The day in general felt purposeful in many ways.  But it wasn’t until we got home that the extent of Ayden’s purposefulness really hit me.  A coworker had dropped off a gift for us, and it was sitting on our coffee table when we got home.  There was a hand written, 3 page letter.  The first page was thanking us for sharing Ayden’s story.  Thanking us for being open and vulnerable, and how it has impacted others more than we will know.  The second page explained part of the reason behind the gratitude.  This individual has a one year old son, whose heart stopped during a routine CT scan.  She explained that it took the knowledge and skill of 50+ people to get her little boy through the crisis.  He is alive and well now.  He is okay.  But part of what revived him, were two of the very things that the research study Ayden is being a part of is seeking to accomplish.  Those same two things saved her baby boy’s life.  We had been told that the research study Ayden is a part of will save countless lives all over the world.  It’s nice to be told that.  But hearing of a specific instance, knowing the name of the little boy who was saved, knowing the heart of the momma who almost lost her son, makes it real.  It provided a glimpse into so much purpose behind our baby girl, and what she will help accomplish.  To hear the gratitude of a mother who doesn’t have to experience the grief we are experiencing, was so meaningful.  It meant so much.  The third page of the letter spoke of her baby girl she lost at 4 months gestation.  Little Willa Tupper.  She shared that she always feared her little Willa would be forgotten, and assured me that our Ayden would never be forgotten.  Her letter ended with “You can have confidence that Ayden’s story is going to continue.  Her story did not stop at her beautiful birth.  Ayden will be in my heart forever.”

Unless you’ve lost a child, and had the fear that someday you will be the only one that remembers her/him, you will never know how much words like that mean. 

Remember how earlier that day I asked God to show me something that would allow me to see part of His plan for our horrific circumstances?  I didn’t even realize until later that night as I was lying in bed talking to Nathan, how many things He had shown me that day, in answer to that prayer.  I have only mentioned a few of the things He showed us, but there were many more.  God is good, even when our world is everything but good.  God is faithful.  God hears our prayers.  God answers our prayers, even if they aren’t in the way we want them to be answered. 

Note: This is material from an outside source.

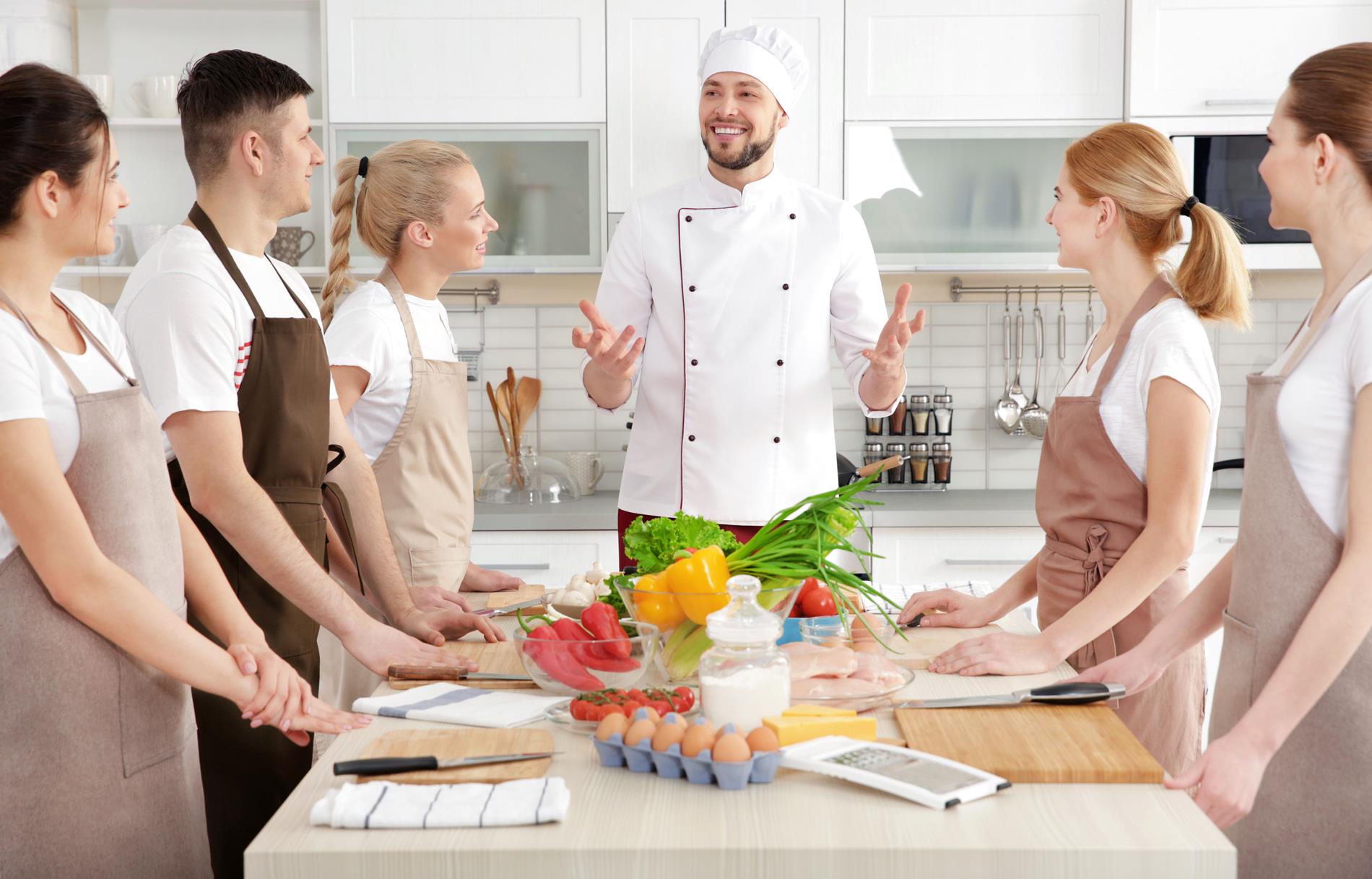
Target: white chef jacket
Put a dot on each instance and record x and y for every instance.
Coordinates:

The pain of losing Ayden did not subside that day.  But there was purpose in spite of the pain.  There was a glimpse of something greater, despite our circumstances.  There was hope behind the loss.  There was comfort alongside the pain.  I still wish with all my heart that our baby girl was still with us.  But I have accepted our circumstances.  I have accepted the fact that she has left us.  And I am choosing to seek out a greater purpose for our grief, and let her story continue to change and save lives.  I probably won’t ever know the full extent of Ayden’s purpose and impact.  But I hope I get to hear many more stories, and many more ways she has touched others.  Please continue to share any of these moments with us. 

Our baby girl had purpose.  She has purpose.  For that I am forever grateful.